Rangers Business Manager Tom Lockhart was at the Garden to take the call. From his MSG office, Lockhart could tell that the arena already was filled with 13,556 fans, the largest crowd of the season. When Boucher told Lockhart that the teams were likely to be more than an hour late getting to the Garden, Tommy swung into action.

"I knew that our local (amateur) Met Leaguers were there to watch the game," said Lockhart, who also happened to be president of the local Met hockey circuit. "I figured that I had to do something to keep the fans from leaving before the NHL clubs arrived."

Up in the balcony, I learned about the emergency plans when Lockhart got on the public address system. He urged all Met Leaguers in attendance to immediately report to the dressing rooms, which they did.

One group comprised the U.S. Hockey Club which soon was to tour Japan while the other outfit included a collection of Met Leaguers. "We were thrilled to get on the Garden ice before such a big Rangers crowd," said Warren Cerny, star of the Met League's Manhattan Arrows, “and as a result, we played our hearts out."

From my upstairs pew, I could see that every one of the amateurs was producing an extra effort. When the first period ended with the U.S. Hockey Club ahead, 1-0, the amateurs received a well-deserved standing ovation from the appreciative crowd.

Not a single fan of the 13,556 in attendance left the arena, which meant that legendary MSG organist Gladys Goodding had plenty of minutes to pound out tunes on her Garden console. For the amateurs, she knocked off a chorus of "East Side, West Side, All Around the Town."

"Gladys presented a sprightly recital," critiqued Joe Nichols of the New York Times.

Finally – more than one-hour late – the NHL combatants took the ice. Here it was, almost the end of December and the Detroit skaters still had not lost a road game in 15 tries. Ah, but this night would be different.

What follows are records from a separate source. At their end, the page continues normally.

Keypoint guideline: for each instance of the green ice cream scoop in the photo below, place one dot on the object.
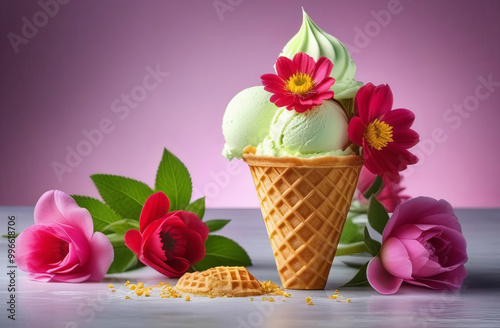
(317, 43)
(317, 132)
(247, 120)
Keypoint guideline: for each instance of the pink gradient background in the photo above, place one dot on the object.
(65, 79)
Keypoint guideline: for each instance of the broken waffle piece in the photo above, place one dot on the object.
(222, 281)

"It was as if both teams wanted to play so hard to thank the fans for staying in their seats so long for the game,” commented a visiting reporter in the press box. "The Rangers and Red Wings treated it like a playoff match."

Writing in the New York Daily Mirror, Toney Betts offered, "The Fans were rewarded for the long vigil."

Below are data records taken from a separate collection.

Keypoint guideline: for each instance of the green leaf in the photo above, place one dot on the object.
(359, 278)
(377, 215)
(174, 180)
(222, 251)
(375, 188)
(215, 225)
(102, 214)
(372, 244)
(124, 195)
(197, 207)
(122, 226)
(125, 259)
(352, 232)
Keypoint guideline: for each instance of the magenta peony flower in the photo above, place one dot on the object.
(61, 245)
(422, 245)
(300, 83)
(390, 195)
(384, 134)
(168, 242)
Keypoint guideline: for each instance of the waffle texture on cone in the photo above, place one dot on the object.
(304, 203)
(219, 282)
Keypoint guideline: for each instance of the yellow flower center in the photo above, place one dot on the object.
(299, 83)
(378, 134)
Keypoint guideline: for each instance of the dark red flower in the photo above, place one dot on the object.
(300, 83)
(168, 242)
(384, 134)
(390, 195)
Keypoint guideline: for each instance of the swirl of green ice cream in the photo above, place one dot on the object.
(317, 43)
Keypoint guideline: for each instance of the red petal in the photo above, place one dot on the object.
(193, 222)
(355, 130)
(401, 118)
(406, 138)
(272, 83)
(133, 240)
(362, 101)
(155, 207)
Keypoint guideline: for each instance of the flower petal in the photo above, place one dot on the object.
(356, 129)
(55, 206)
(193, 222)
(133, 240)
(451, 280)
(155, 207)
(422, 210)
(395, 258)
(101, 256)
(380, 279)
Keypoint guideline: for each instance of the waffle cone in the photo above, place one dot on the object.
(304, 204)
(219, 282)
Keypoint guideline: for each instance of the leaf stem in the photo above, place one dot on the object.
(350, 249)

And so we were. "It was slam bang hockey all the way through the three periods," Betts added.

Rangers winger Ed Slowinski beat the Wings' ace goalie Terry Sawchuk early in the first period but the home team wanted more. They poured 38 shots at the Motor City goalkeeper who foiled every attempt but Slowinski's.

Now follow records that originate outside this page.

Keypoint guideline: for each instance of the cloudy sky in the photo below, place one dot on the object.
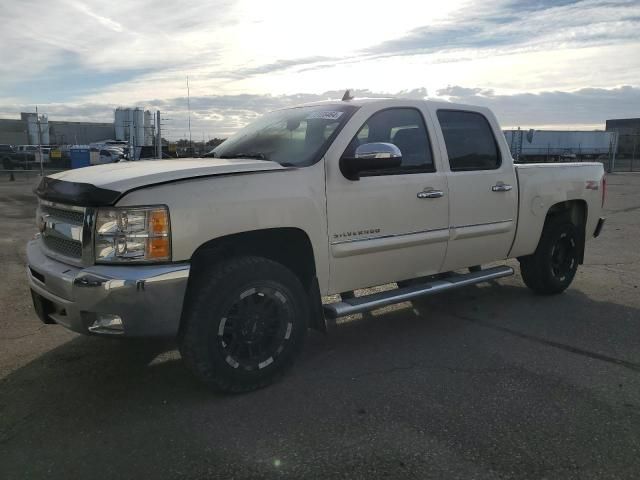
(537, 63)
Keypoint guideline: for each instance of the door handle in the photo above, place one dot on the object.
(431, 194)
(501, 187)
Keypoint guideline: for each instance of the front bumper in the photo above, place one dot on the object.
(598, 229)
(147, 298)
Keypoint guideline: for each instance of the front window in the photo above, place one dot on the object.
(292, 137)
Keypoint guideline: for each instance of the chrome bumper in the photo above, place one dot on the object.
(147, 298)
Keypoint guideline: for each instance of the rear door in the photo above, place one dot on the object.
(383, 227)
(482, 188)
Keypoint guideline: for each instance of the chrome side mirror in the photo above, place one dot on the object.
(371, 157)
(378, 150)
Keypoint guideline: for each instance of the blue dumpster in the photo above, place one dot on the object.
(80, 157)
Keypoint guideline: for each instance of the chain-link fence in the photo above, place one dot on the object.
(617, 152)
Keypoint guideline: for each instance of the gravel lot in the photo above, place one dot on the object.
(485, 382)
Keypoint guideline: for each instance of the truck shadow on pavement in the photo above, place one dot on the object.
(476, 376)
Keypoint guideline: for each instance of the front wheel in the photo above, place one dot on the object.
(244, 325)
(551, 269)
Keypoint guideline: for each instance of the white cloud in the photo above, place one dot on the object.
(245, 56)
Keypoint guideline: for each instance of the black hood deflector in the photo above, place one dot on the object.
(73, 193)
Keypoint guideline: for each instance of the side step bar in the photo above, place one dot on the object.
(382, 299)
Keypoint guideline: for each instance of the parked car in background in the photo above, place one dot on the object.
(12, 159)
(232, 255)
(110, 155)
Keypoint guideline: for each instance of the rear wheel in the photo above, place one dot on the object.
(553, 266)
(244, 325)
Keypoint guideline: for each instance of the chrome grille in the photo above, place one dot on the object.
(63, 231)
(72, 216)
(63, 246)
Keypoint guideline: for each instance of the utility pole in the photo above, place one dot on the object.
(189, 114)
(39, 142)
(158, 137)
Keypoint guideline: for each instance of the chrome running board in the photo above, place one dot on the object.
(378, 300)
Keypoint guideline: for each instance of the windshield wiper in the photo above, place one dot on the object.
(252, 155)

Betts: "Sawchuk stopped shots with his stomach, fell flat to smother others, and, during the second session made more than three times as many saves as Chuck Rayner for the Rangers."

The next day I clipped every story about the game that I could find in the newspapers. Seen here, the Mirror was headlined, “Rangers End Detroit's Road Streak, 1-0; Stanley Injured.”

Meanwhile, the New York Times ran a banner headline that crossed six columns. It read: “Rangers End Wing Road Streak Before 13,556 At the Garden.”

Newspaper excerpts about the New York Rangers and Detroit Red Wings

Joe Nichols' lead paragraph virtually leaped off the sports page:

"It was a game that was a throwback to the days of bone-crushing body checks and wizard-like goaltending."

The United Press story that appeared in the Toronto Globe and Mail labelled it, "the fastest, hardest hitting and most exciting game of the Garden season."

Rayner was so spectacular while stopping an intense Red Wings attack in the final minutes that when the final buzzer signalled New York's 1-0 win, his mates "carried Rayner to their shoulders as if they were college sophomores," wrote Nichols in the Times.

As for the intensity, it was captured by the Times photographer whose photo of a goalmouth melee is seen here. It was symbolic of the vitality shared by colliding ice foes.

Like everyone else in the crowd – Met Leaguers who were featured in the preliminary exhibition as well – I knew in my heart of hearts that I had seen a hockey game I'd never forget, a true classic in every sense of the word.

This story that I'm now completing underlines the point made to myself 71 years ago as I headed to the subway with a long smile on my mug. I knew at the moment the A Express roared into 42nd Street that I had witnessed a once-in-a-life-timer.

Truly, it was – of its kind – the one and only 1-0 game.